The individual grade is then based on the team grade, the individual reflections, the outcome of the peer assessment , and finally the outcome of analysing the contribution towards the team repository (for instance by gitinspector). In order to pass, the individual reflections have to be uploaded, complete, and need to reflect how you as an individual contributed to the process and to the team. There should be a record that shows that an individual has also contributed to the source code (e.g., by having commits in the repo or by reflecting around pair programming) and the peer assessment should indicate that the student participated in a meaningful way. If more than one of these indicators provide evidence for excellent or sub-par contributions, the student will either fail the course or might receive an individual grade that differs from the team grade.
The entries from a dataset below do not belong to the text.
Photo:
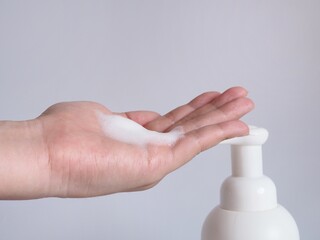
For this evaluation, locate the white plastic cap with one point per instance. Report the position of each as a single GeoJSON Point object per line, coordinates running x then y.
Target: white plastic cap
{"type": "Point", "coordinates": [247, 189]}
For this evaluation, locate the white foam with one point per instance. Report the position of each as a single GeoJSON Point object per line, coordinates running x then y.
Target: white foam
{"type": "Point", "coordinates": [125, 130]}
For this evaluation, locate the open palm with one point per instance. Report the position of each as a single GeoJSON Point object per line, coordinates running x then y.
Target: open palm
{"type": "Point", "coordinates": [84, 162]}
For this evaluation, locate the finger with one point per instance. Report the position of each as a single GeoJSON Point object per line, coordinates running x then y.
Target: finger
{"type": "Point", "coordinates": [202, 139]}
{"type": "Point", "coordinates": [228, 96]}
{"type": "Point", "coordinates": [165, 121]}
{"type": "Point", "coordinates": [141, 117]}
{"type": "Point", "coordinates": [230, 111]}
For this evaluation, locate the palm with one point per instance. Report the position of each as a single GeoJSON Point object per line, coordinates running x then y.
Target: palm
{"type": "Point", "coordinates": [85, 162]}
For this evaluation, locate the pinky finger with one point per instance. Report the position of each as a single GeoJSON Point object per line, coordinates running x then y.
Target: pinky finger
{"type": "Point", "coordinates": [204, 138]}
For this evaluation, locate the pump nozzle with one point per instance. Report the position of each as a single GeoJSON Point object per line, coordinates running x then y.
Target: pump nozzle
{"type": "Point", "coordinates": [248, 208]}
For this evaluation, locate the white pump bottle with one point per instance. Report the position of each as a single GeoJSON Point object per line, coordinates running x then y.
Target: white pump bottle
{"type": "Point", "coordinates": [249, 209]}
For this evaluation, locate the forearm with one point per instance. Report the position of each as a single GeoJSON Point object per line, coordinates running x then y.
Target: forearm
{"type": "Point", "coordinates": [23, 161]}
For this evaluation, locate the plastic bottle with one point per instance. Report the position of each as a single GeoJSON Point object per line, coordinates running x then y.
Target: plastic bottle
{"type": "Point", "coordinates": [248, 207]}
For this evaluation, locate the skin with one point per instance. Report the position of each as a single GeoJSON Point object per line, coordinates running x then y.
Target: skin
{"type": "Point", "coordinates": [64, 152]}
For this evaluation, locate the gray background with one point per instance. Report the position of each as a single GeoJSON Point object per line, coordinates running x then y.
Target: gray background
{"type": "Point", "coordinates": [156, 55]}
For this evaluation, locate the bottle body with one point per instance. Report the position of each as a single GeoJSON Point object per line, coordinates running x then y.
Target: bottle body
{"type": "Point", "coordinates": [272, 224]}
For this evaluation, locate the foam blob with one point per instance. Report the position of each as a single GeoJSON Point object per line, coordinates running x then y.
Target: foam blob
{"type": "Point", "coordinates": [125, 130]}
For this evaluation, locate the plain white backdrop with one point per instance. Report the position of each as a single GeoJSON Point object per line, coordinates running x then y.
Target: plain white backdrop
{"type": "Point", "coordinates": [135, 54]}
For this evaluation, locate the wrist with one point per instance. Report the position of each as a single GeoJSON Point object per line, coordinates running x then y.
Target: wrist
{"type": "Point", "coordinates": [24, 168]}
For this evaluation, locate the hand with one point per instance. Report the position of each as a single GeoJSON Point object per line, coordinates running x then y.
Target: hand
{"type": "Point", "coordinates": [71, 156]}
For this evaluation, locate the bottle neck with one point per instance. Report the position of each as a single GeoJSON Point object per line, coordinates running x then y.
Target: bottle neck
{"type": "Point", "coordinates": [246, 161]}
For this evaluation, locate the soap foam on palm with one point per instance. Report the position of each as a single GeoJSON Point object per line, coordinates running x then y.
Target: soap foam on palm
{"type": "Point", "coordinates": [128, 131]}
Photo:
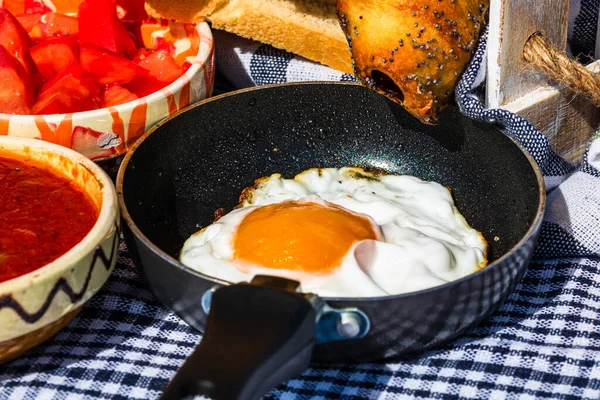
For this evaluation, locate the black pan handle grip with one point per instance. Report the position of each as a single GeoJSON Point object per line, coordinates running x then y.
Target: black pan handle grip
{"type": "Point", "coordinates": [255, 339]}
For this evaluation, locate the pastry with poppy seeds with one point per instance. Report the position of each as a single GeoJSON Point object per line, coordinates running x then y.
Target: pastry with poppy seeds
{"type": "Point", "coordinates": [412, 51]}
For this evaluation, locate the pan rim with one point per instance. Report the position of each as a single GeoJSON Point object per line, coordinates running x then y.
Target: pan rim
{"type": "Point", "coordinates": [533, 227]}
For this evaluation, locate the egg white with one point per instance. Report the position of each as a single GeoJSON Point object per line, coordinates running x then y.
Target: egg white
{"type": "Point", "coordinates": [426, 241]}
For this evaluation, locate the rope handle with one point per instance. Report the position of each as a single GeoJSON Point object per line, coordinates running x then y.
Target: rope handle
{"type": "Point", "coordinates": [540, 54]}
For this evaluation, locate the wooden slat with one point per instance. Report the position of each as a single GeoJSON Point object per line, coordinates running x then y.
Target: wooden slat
{"type": "Point", "coordinates": [511, 23]}
{"type": "Point", "coordinates": [568, 120]}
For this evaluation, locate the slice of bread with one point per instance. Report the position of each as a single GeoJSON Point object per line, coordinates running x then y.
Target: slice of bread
{"type": "Point", "coordinates": [309, 28]}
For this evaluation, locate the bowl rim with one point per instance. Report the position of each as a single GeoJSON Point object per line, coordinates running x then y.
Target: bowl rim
{"type": "Point", "coordinates": [136, 231]}
{"type": "Point", "coordinates": [107, 217]}
{"type": "Point", "coordinates": [201, 61]}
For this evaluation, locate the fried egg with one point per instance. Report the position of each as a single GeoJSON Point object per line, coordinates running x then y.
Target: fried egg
{"type": "Point", "coordinates": [341, 233]}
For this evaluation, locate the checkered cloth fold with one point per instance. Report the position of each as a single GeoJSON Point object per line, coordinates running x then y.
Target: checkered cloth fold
{"type": "Point", "coordinates": [543, 342]}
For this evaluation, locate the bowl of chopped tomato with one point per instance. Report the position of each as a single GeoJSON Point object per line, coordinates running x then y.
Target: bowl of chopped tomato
{"type": "Point", "coordinates": [59, 222]}
{"type": "Point", "coordinates": [97, 75]}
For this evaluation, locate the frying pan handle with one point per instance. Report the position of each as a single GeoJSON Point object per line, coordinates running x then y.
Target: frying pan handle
{"type": "Point", "coordinates": [255, 338]}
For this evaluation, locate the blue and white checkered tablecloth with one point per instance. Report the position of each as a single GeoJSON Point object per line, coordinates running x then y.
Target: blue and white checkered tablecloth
{"type": "Point", "coordinates": [544, 342]}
If there are indications that an individual does not provide sufficient evidence that they reached the learning objectives by actively participating in the group, contributing code and/or documentation, and reflecting on their role in the team as described above, this individual will be failed, independent of the team grade.
In the case of the opposite, that one team member is doing all the work for the entire team, we suggest you use the supervision slot to raise the issue, The reasoning is that it does not reflect the agile principles to let other team members get away with doing nothing, rather you should raise the issue and work for a change. Letting others off will most probably result in getting failed. Instead, raise the issue since getting ideas for and feedback on changing the situation is one of the things we teachers can help you with during supervision.
The peer assessment provides an indication of the distribution of the work in the team. It is used to identify outliers within the team that either contributed significantly more or less than the average. Your comments will help us understand the points you award better. This information will be used in setting the individual grades. Only the teachers will see the final results of the peer assessment for grading.